NIGEL CAMPBELL

The long and short of it is that for $250 and with three hours of solid live music performances, Johann Chuckaree’s concert at the Queen’s Hall on June 18, His Story, was a value-for-money entertainment spectacle that signifies in this post-Taste-of-Carnival, post-covid lockdown TT, that what these musicians and singers have been holding back for the past 24 months was awaiting the right event release valve to satisfy an eager audience slowly coming out once again for shows.

Chuckaree’s star-studded cast of guests, supported by a crack band featuring Enrico Camejo and Adrian Kong and others, provided for the engagement of a new kind of reckoning of what can make or break for audiences locally, or even internationally, if it ever comes to that.
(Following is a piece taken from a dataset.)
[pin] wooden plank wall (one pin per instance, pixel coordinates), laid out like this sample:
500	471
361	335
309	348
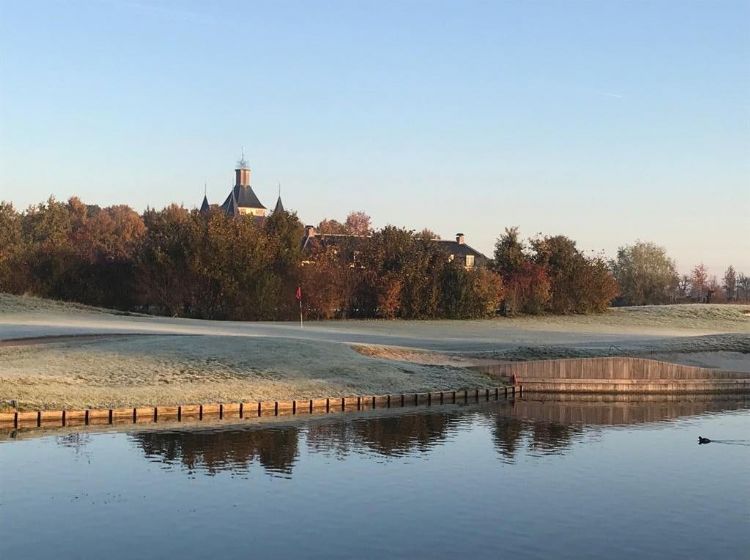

Singers of romantic ballads, island rock, reggae classics, Bollywood songs, and soca, real and revised, performed along with top instrumentalists on steelpan and piano to balance the show with a kind of all-encompassing take of what is possible and available in this island. And it was not too much. Song and tune choice make a difference in any show, and here it was just enough to not encourage grumbling murmurs, early walk-outs or flat applause responses.

Four steelpan musicians vied for the unenviable position of being stand-out instrumental performer on Saturday. One can say the instrument was the stand-out. Icon Len "Boogsie" Sharpe caressed his double second pans on Frank Sinatra’s My Way as a solo piece showcasing a tour de force display of simultaneous touch dexterity and musical knowledge to move music beyond the ordinary to the sublime. He then performed a duet with Chuckaree on Trini to the Bone that began a trend among the pannists that night, the steelpan duet with the concert’s headliner that drove the energy upwards and excitedly beyond.